Il soldato è inciso su una pietra funeraria, o stele, nella necropoli sommersa di Classe (l´antica Classis), l´area un tempo portuale in cui si trovava di stanza nell´Adriatico la flotta romana.
Scoperte precedenti al sito avevano mostrato solo persone in abiti civili.
Un´iscrizione funeraria sulla lapide riporta che si trattava di un ufficiale di una piccola nave ("liburna") usata per catturare i pirati.
Nonostante la stelle sia piccola – circa un metro di lunghezza – i dettagli dell´incisione sono intricati.
Il soldato ha un taglio di capelli tondeggiante, lineamenti infantili tipici delle incisioni dell´era Giulio-Claudiana del I secolo d.C.
Indossa un´armatura modellata sul suo corpo con una striscia sulle spalle ed un gonnellino militare di frange di cuoio, sopra i leggeri ma resistenti sandali militari chiamate caligae (da cui il noto imperatore Caligola ha avuto il suo nome). Porta un giavellotto pesante ("pilum") e una piccola spada corta chiamata "gladius" infilata nella cintura decorata.
Sull´armatura si trova una fascia che gli esperti ritengono potesse essere una decorazione militare.
Parte dell´iscrizione è mancante. Il nome del soldato sembrerebbe essere Monus Capito. La sua nave era chiamata "Aurata" o Dorata, e l´uomo che eresse la stele, probabilmente un compagno d´armi, si chiamava Cocneus.
La stele è stata trovata sotto tre metri di acqua da sommozzatori che aiutavano gli archeologi ad individuare un ampio tunnel dal tardo periodo imperiale.
La pietra è stata prelevata dal suolo sepolcrale ed usata per sostenere una parte del tunnel che era crollata.

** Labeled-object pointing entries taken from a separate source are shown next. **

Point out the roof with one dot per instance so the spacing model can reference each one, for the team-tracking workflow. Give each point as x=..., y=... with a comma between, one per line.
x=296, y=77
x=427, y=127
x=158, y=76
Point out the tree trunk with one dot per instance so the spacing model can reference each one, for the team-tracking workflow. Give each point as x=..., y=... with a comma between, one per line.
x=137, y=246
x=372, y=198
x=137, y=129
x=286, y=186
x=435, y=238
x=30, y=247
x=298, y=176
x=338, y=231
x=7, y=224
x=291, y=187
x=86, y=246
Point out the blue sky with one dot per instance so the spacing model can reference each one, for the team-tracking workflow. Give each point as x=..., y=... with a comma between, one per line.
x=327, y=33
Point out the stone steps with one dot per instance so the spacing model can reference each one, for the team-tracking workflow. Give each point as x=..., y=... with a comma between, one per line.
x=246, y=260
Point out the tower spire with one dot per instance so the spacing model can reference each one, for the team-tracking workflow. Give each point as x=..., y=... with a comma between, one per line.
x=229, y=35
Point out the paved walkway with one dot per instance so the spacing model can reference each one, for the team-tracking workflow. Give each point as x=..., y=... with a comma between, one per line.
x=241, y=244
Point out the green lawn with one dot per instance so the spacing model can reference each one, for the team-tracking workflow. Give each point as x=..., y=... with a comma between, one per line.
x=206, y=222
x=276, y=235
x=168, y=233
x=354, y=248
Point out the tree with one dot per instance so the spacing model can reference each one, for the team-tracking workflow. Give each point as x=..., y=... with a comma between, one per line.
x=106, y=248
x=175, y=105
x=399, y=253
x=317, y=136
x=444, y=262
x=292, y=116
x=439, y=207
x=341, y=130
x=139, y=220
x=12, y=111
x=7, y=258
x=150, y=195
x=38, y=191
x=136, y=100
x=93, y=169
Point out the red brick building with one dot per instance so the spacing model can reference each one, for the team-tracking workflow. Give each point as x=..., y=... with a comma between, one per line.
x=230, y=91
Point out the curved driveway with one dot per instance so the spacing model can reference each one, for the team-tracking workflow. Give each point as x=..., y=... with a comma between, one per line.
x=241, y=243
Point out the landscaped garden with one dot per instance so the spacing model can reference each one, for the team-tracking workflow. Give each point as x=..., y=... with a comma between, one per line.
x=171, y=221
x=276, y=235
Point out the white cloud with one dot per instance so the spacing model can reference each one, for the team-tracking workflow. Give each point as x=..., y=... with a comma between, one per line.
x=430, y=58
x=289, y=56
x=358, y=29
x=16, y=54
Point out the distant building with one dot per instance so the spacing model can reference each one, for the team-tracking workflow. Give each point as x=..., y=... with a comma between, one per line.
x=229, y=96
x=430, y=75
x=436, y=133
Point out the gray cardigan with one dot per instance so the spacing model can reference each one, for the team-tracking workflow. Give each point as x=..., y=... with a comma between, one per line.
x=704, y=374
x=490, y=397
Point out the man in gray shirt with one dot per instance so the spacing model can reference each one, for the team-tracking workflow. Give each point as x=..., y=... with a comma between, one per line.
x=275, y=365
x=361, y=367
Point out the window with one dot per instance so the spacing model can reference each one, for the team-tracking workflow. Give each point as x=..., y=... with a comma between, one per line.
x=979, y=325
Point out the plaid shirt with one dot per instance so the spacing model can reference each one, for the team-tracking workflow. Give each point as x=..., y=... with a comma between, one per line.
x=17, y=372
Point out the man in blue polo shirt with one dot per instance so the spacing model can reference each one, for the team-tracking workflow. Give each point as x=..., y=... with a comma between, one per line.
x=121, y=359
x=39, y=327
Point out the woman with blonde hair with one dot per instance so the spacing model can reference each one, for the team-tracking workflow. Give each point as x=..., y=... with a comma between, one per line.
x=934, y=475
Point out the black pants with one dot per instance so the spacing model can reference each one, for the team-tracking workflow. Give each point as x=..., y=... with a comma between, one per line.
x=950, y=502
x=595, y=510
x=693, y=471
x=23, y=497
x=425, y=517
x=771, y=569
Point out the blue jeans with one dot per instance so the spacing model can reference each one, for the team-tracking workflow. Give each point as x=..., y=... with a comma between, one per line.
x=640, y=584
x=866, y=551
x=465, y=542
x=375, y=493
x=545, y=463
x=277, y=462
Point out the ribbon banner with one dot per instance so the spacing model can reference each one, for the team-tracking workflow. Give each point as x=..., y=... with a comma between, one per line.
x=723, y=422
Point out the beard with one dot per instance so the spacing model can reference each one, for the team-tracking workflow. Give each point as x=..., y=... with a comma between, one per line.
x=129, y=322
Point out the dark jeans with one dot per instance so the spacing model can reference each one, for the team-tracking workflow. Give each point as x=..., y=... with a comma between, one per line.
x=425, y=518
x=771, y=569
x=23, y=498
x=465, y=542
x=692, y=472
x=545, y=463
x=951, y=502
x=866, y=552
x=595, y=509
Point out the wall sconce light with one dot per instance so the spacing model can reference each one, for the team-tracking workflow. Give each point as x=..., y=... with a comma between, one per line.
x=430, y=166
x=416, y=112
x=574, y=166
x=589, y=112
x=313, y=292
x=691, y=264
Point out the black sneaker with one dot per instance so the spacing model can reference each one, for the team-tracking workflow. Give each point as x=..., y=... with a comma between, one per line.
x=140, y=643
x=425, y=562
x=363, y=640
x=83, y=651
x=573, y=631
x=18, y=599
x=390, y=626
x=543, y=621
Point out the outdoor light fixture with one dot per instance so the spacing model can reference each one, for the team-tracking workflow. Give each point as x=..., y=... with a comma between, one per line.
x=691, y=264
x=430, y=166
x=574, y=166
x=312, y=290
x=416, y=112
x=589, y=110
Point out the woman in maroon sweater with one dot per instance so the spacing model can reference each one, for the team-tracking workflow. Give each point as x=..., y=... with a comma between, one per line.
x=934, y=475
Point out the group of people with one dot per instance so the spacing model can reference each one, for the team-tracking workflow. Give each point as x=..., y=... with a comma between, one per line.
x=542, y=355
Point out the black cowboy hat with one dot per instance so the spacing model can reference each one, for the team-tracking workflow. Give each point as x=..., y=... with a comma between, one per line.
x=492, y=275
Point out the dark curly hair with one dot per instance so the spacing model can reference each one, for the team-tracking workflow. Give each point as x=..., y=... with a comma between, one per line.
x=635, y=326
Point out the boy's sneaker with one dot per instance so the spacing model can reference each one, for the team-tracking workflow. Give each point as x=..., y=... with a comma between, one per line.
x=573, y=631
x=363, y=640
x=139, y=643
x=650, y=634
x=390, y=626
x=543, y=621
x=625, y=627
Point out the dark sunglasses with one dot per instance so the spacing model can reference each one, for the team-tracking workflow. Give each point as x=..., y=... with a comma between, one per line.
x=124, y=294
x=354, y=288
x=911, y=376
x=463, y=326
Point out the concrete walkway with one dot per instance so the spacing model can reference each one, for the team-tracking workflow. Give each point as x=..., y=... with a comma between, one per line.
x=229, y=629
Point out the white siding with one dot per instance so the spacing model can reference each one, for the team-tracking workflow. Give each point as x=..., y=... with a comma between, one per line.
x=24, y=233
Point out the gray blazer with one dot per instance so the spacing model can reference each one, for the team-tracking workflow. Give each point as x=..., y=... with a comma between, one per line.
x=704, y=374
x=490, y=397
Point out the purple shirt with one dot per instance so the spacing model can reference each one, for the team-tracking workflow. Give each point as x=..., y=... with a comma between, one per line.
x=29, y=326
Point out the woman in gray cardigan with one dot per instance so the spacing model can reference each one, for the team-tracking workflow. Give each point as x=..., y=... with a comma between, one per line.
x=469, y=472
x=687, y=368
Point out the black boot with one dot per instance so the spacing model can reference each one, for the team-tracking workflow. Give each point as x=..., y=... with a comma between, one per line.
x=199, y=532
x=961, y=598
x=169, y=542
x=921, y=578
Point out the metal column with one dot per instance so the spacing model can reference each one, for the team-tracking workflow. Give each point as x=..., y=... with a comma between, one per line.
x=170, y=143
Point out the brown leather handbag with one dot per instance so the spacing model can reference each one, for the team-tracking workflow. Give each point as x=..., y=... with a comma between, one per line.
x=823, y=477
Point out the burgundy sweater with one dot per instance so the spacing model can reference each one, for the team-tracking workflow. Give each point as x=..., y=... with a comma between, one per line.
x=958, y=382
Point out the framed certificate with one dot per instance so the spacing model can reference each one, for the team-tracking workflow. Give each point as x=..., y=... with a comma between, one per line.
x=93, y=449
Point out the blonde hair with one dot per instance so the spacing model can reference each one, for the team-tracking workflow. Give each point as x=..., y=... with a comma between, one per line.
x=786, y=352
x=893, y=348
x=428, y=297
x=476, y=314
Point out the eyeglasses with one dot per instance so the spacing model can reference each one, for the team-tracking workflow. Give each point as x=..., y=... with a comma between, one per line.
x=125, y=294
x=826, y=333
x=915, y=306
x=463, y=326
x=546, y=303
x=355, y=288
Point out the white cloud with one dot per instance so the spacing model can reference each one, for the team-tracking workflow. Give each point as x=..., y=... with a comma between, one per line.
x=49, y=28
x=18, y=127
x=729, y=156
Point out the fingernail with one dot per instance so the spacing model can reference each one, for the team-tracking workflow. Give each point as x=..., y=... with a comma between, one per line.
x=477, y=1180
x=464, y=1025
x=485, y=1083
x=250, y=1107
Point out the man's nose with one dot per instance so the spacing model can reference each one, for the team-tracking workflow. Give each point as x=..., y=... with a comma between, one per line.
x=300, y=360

Gli esperti hanno dichiarato che la scoperta avrà un posto d´onore nel Museo Archeologico del luogo.
"Classis" in latino significa "flotta" ma anche l´abbreviazione per indicare il luogo in cui stava stanziata la flotta. Roma aveva due flotte mediterranee, una di base a Ravenna, e l´altra presso Napoli. La pirateria era un problema significativo per le navi dei mercanti romani, e la marina frequentemente lanciava spedizioni punitive contro i predoni dalla Cilicia, ora nel sud della Turchia.
Nel corso di una di queste, Giulio Cesare catturò ed uccise i pirati che lo avevano catturato e trattenuto per il riscatto.
In seguito Pompeo il Grande schiacciò i pirati romani nel corso di una famosa campagna militare.
La marina romana era una diramazione dell´esercito, ed usava metodi di combattimento da esercito. Le navi raggiungevano ed agganciavano i vascelli nemici così che i soldati potessero salire a bordo ed attaccare.